I installed SuSE Linux on my work machine the other day. While it works great, I decided that it was time for a chnage. I’m pretty much aware of ALL of the Linux distributions that are available to us in the U.S. and have looked at nearly every one of them. Gentoo, one of these ditros, caught my eye at one time, but I never found the time to install it. Well, one of the guys at work turned me onto it again and so I decided to spend last night getting it up and going.

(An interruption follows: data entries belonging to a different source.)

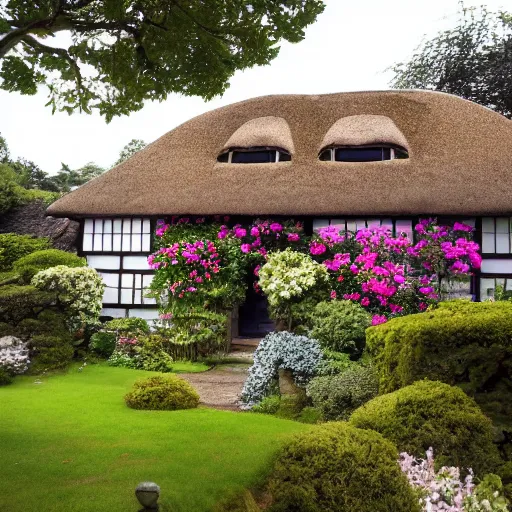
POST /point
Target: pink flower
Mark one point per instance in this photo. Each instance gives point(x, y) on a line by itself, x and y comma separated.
point(378, 319)
point(317, 248)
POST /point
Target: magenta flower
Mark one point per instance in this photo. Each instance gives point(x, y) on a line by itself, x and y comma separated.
point(379, 319)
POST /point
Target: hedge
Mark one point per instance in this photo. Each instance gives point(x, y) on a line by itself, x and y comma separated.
point(432, 414)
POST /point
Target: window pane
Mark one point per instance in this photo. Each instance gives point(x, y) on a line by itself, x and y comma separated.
point(253, 157)
point(127, 281)
point(136, 243)
point(98, 242)
point(488, 242)
point(98, 226)
point(87, 244)
point(358, 154)
point(88, 226)
point(117, 243)
point(137, 226)
point(107, 242)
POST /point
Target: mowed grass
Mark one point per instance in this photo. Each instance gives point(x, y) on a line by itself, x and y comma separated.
point(70, 443)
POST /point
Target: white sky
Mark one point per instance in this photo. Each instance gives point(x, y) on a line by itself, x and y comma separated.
point(347, 49)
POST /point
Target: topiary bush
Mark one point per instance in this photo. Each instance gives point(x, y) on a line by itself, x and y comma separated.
point(337, 396)
point(19, 302)
point(28, 266)
point(50, 353)
point(103, 343)
point(463, 343)
point(280, 350)
point(336, 467)
point(162, 393)
point(340, 325)
point(132, 325)
point(15, 247)
point(432, 414)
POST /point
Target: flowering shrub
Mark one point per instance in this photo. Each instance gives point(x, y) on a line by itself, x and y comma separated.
point(445, 491)
point(280, 350)
point(287, 277)
point(79, 290)
point(391, 275)
point(13, 355)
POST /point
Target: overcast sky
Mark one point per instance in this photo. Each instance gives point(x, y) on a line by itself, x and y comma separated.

Gentoo is an all-source distribution. What does that mean you ask? It means that instead of downloading pre-compiled binary programs, it instead downloads the source code to each program and compiles it. This process DOES take a LONG time; however, your end product is a system that is completely tailored to your own system that runs VERY fast. I was here ’till 2:00 this morning and am back to add the finishing touches so that the system is ready for showtime come Monday. Additionally, the KDE install is the "actual" KDE isntall, not one that has been modified like what you would find in SuSE or Redhat. It looks a lot cleaner and functions better overall. So far, with excpetion to the time I’ve spent (Corinne is out of town, what better do I have to do?), I have no complaints about the system.